Diluted headline earnings a share improved almost 2 percent to 495.7c from 486.5c despite group revenue dropping by 1 percent to R771.9m.

Operating profit fell 16.3 percent to R96.6m, compared with the previous corresponding period. The operating profit from tiles dropped 25.4 percent to R90.9m, but the sanitaryware division reversed its loss of R6.4m previously to a profit of R5.7m.

The interim dividend of 140c a share in the previous corresponding period was maintained.

Nick Booth, the chief executive, said yesterday the group’s financial performance was in line with its forecasts, adding no meaningful economic recovery had occurred in the building and construction industry.

Booth said the slow rate of new building projects continued and there was little improvement in the subdued renovations market, which the group relied on when the building cycle was down.

Booth said there was more consumption of sanitaryware when the building cycle was performing better and its Betta plant was only operating at 60 percent capacity, which meant it did not get the benefits of economies of scale.

He said the industry experienced an influx of imported product from a range of countries, particularly China, targeted at the low-priced entry-level segment of the market.

Although the group had maintained tile volumes, its margins were reduced because of the competitive market environment.

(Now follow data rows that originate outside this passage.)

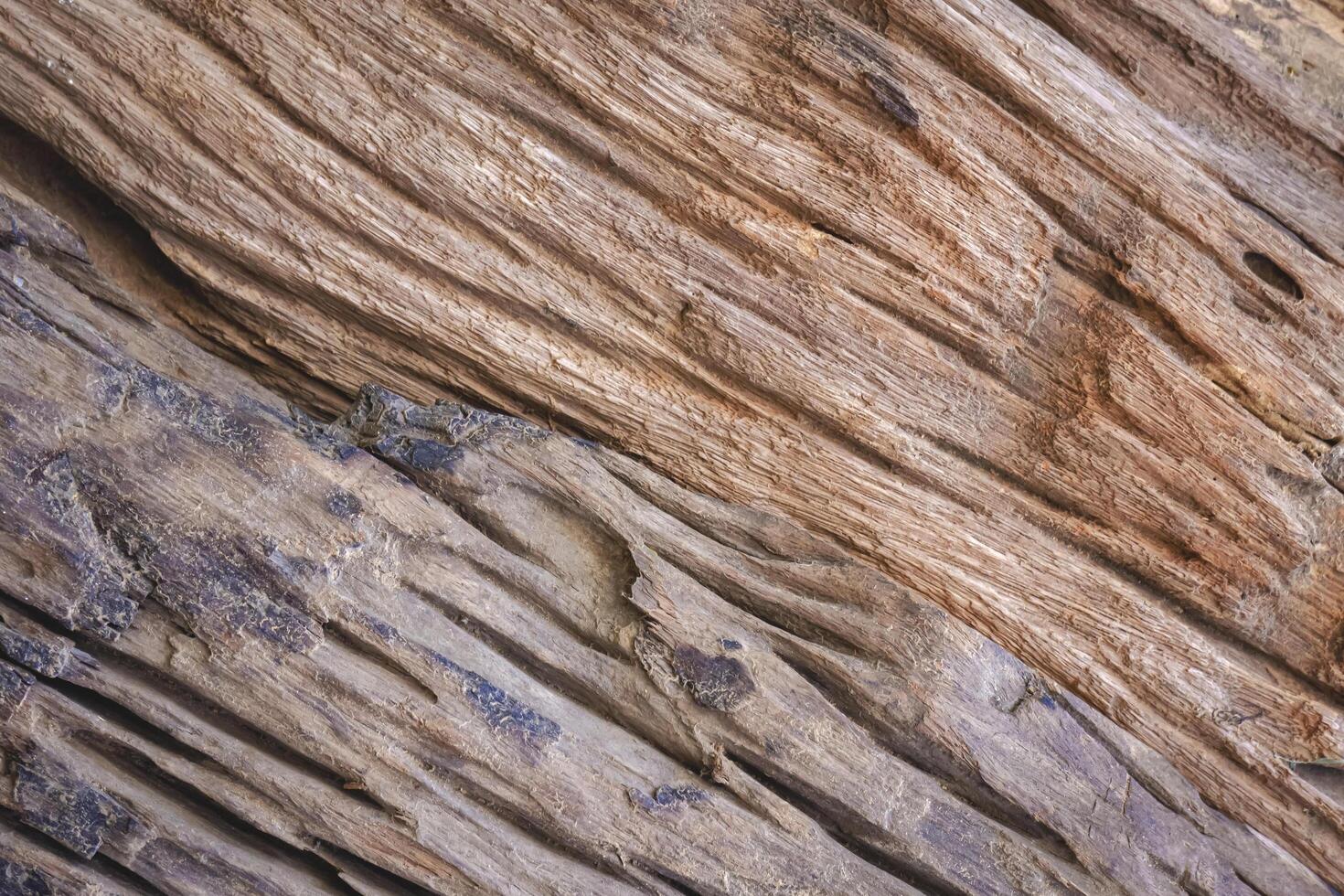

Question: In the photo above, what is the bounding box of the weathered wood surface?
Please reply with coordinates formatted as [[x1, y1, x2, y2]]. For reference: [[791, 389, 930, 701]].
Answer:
[[0, 188, 1328, 896], [0, 0, 1344, 881]]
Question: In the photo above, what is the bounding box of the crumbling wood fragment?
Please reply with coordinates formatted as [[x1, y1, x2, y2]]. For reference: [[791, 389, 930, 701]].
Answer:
[[0, 191, 1328, 896]]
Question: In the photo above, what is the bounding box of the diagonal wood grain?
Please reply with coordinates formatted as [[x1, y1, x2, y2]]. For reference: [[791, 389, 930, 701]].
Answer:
[[0, 0, 1344, 880]]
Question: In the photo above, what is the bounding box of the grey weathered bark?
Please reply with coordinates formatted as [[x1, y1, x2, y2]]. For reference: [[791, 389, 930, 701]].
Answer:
[[0, 178, 1328, 895]]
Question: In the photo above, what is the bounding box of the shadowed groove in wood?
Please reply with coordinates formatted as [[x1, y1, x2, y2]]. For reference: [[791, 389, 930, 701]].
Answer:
[[0, 179, 1321, 892]]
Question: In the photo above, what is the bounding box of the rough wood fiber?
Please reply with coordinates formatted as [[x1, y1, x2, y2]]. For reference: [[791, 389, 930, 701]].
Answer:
[[0, 189, 1328, 896], [0, 0, 1344, 881]]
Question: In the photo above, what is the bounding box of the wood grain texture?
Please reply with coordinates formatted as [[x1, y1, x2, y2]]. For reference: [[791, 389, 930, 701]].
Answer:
[[0, 0, 1344, 881], [0, 188, 1328, 896]]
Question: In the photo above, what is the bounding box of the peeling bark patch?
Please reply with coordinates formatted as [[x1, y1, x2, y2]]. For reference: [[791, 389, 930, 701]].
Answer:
[[0, 859, 57, 896], [863, 71, 919, 128], [132, 367, 261, 455], [626, 784, 709, 813], [372, 435, 463, 473], [1242, 252, 1304, 300], [424, 645, 561, 750], [672, 644, 755, 712], [27, 453, 140, 641], [463, 670, 560, 750], [0, 662, 34, 721], [326, 489, 364, 520], [0, 622, 69, 678], [14, 763, 135, 859]]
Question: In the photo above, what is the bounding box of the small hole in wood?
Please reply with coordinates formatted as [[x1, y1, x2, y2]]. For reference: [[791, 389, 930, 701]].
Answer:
[[1242, 252, 1302, 298]]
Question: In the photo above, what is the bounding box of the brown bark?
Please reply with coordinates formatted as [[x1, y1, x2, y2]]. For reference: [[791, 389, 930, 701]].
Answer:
[[0, 178, 1327, 895]]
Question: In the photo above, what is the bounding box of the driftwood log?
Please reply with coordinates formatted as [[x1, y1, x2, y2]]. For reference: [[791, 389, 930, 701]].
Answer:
[[0, 173, 1328, 896], [0, 0, 1344, 893]]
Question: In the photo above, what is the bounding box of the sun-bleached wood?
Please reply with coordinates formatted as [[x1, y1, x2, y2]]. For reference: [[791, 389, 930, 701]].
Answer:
[[0, 0, 1344, 881], [0, 186, 1327, 896]]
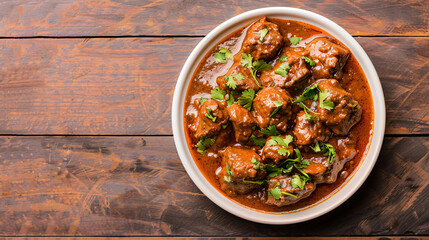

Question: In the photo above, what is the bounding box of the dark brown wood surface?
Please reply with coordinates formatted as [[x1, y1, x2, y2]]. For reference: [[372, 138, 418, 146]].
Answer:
[[0, 37, 429, 135], [0, 0, 429, 37], [0, 0, 429, 237]]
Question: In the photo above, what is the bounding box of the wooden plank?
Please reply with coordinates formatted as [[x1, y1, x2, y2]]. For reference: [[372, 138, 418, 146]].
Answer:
[[0, 136, 429, 237], [0, 37, 429, 135], [0, 0, 429, 37]]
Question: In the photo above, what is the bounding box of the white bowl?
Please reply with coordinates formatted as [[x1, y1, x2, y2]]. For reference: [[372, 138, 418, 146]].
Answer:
[[172, 7, 386, 224]]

Booth stressed the group was determined to maintain its market share. He added that its view was that as a South African company it must compete in the tough times and that it had done so without any retrenchments, thereby kept expertise in the country.

“The medium- to long-term view for the company is that if we are able to compete in the tough times, we are well positioned for the good times.”

Booth said the company had a number of “projects in wings” to address the cost increases, including producing slightly thinner tiles to reduce the cost of energy and considering changing formulas on glazes to reduce its dependence on industrial chemicals.

Coronation Fund Managers analyst Alistair Lea said the results were mixed because it was a weak performance by the tile division and a good recovery from the sanitaryware.

Lea said the tile division was a lot bigger than the sanitaryware division, so it was a disappointing overall result although the market did not think so because Ceramic’s share price was stable.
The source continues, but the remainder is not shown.